It’s time to head outdoors

min read

The improved learning that comes with spending time outside.

Guest Blog by Dr Andrew Rochford

I love the outdoors. Always have. As a kid I didn’t think much of it. It’s just what we did. Wake up. Eat breakfast and go outside. I definitely didn’t do it to make me better at school. I did it for the fun.

Whether it was exploring, playing, helping in the garden whatever, it didn’t matter as long it was outside, and I was having fun. But it would seem that dirty knees and good times wasn’t all I was getting out of the time I spent outdoors.

It is essential that children, especially the young, get frequent and regular opportunities to explore and learn in the outdoor environment. In recent years there has been a cultural shift in our society that has reduced the access and use of the outdoors for many young children. Contributing factors include increased fear amongst adults in relation to children’s safety and technology leading to an overwhelming prominence of more time spent sedentary indoors watching television or playing computer games. But there are some pretty powerful arguments for taking every opportunity to send the kids outdoors, and a lot of them aren’t just about the physical benefits, they are also about the learning and concentration.
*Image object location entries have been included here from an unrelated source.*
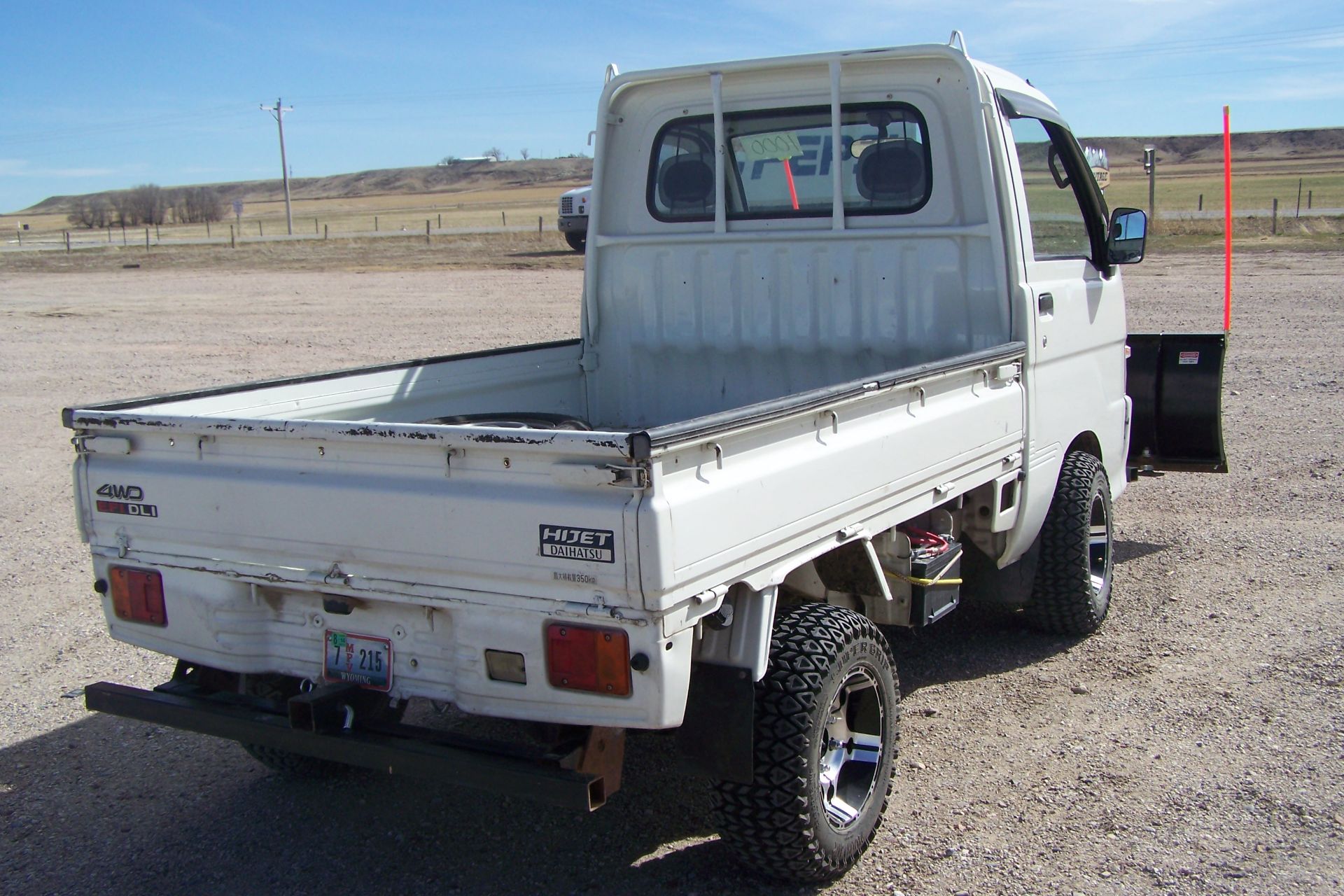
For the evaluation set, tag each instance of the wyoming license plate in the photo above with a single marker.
(358, 659)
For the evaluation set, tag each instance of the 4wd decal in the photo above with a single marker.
(573, 543)
(128, 500)
(122, 492)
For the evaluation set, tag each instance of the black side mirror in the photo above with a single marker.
(1126, 235)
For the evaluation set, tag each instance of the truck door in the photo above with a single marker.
(1077, 314)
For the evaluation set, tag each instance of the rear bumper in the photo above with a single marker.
(400, 750)
(437, 645)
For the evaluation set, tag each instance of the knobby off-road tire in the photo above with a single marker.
(1073, 578)
(825, 746)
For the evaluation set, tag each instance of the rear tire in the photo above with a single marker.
(1077, 551)
(825, 745)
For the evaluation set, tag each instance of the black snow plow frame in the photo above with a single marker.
(314, 729)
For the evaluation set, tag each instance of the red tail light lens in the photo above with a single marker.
(588, 659)
(137, 596)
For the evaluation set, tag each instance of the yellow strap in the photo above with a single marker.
(923, 583)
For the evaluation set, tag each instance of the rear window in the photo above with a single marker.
(780, 163)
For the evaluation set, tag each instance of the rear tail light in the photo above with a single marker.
(137, 596)
(588, 659)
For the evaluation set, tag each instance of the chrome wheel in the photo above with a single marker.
(853, 751)
(1098, 545)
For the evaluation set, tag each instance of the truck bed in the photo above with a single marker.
(261, 503)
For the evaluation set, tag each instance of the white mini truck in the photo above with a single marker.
(853, 348)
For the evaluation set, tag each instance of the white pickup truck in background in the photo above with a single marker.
(574, 214)
(853, 348)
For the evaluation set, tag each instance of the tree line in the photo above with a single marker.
(148, 204)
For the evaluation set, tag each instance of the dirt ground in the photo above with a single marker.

Children greatly benefit developmentally from being outdoors. Outdoor education and play support emotional, behavioural and intellectual development. Studies have shown that children who play and learn outdoors develop: a sense of self, independence, confidence, creativity, decision-making and problem-solving skills, empathy towards others, motor skills, self-discipline and initiative.

Other benefits for kids spending time outdoors include:

Increased development of effective and inquisitive thinking along with problem-solving approaches in ‘real’ situations
Development of resilience and adaptability in occasionally adverse circumstances
It allows children to become more able to identify hazards and risks
They develop a love, appreciation and respect for nature and all that is living and a better understanding of how we can look after our environment
Develop self-awareness, confidence and self-esteem
Develop games that encourage collaborative-working and communication skills

So as much as that’s a very encouraging list and we all want our kids to go into well rounded, healthy, intelligent, caring humans that perform well in school, there’s a lot more to being outdoors than just that. Anyone who has flung open the doors following a week of rain to see their kids bound outside into the sun, splashing around in the remaining mud will admit it’s hard to top the pure enjoyment, sense of wonder and excitement that is generated. In those moments I reckon its best to focus on the fun.